Nielimitowana niczym wolność (na pewno nie odpowiedzialnością) ma być, wedle zwolenników tego poglądu, nową zasadą.
Internetowe narcystyczne „ja” nieustannie wystawiają się na pokaz, żyją dopaminą, która pojawia się w wyniku ciągłej autoprezentacji, ale w swoim indywidualizmie – potrzebują również tożsamości wspólnej, podobnie jak wszyscy samotnicy z sieci. Poprzez media społecznościowe jedni lgną więc do drugich (selfie do selfie – post do posta) – karmieni grupowym narcyzmem, który ich łączy. Badania w różnych krajach pokazują, że to droga do protofaszyzmu [1], do radykalizacji poglądów. Towarzyszy mu poczucie, że w imię specyficznie pojmowanej wolności trzeba móc publicznie wyrażać i głosić wszystko. Droga wiedzie od „ognistych” słów w sieciowym poście, do spalania książek ogniem, a nawet w zapowiedziach: podpalania ludzi, palenia ich napalmem.
Czy tak nie było w dyskursie i przestrzeniach informacyjnych tworzonych przez bolszewików (tylko my mamy rację, a innych trzeba zniszczyć, zabić) czy rodzącym się faszyzmie lat dwudziestych i trzydziestych ubiegłego stulecia? Marsze umundurowanych hitlerowców i rzucanie kamieniami w witryny żydowskich sklepów to początek obozów koncentracyjnych. Tylko kanały komunikacyjne były odmienne.

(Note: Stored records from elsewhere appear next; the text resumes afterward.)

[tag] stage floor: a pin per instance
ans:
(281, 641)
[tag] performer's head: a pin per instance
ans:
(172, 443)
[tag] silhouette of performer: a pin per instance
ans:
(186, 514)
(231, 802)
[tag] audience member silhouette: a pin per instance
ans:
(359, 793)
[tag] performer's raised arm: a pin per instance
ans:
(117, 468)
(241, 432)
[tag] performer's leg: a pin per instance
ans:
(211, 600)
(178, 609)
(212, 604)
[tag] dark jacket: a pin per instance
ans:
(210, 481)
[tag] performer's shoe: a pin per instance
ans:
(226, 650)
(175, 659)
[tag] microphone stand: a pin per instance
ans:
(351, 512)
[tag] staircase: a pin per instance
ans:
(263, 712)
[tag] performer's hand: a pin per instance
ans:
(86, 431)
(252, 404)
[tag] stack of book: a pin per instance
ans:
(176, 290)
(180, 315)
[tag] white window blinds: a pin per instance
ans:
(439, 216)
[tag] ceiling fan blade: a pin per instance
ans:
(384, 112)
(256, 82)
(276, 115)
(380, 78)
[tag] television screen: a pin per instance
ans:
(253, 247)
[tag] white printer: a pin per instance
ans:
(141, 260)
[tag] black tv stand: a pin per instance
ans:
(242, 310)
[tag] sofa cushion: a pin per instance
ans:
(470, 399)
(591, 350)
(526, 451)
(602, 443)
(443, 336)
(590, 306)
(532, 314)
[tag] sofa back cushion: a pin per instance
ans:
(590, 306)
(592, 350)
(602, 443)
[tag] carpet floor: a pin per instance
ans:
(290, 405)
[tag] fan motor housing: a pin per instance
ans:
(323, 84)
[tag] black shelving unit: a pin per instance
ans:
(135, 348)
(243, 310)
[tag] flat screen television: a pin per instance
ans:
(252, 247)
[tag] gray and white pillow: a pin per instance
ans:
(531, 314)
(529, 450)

„Ekonomia pomyj” i zagrożenie dla najmłodszych
To wszystko dzieje się w czasie, gdy mamy do czynienia z niebywałym rozwojem treści syntetycznych w internecie – powstających dzięki algorytmom i generatywnej AI. Już nie tylko teksty, dźwięki, zdjęcia, ale ostatnio także filmy (deep fake, fake screenshot, w modelu SORA tworzenie filmu z tekstu), których jakość techniczna nie pozwala rozróżnić, czy są dziełem człowieka, czy sztucznej inteligencji, przekłamują i zakłamują rzeczywistość. Magazyn „The Economist” zalew tych treści określa mianem sloponomics – „ekonomii pomyj”.
Miliony, jeśli nie miliardy tego rodzaju produktów zalewają rynek, dopóki zasady płynące na przykład z europejskiego AI Act nie przenikną do codzienności rynku zastosowań sztucznej inteligencji.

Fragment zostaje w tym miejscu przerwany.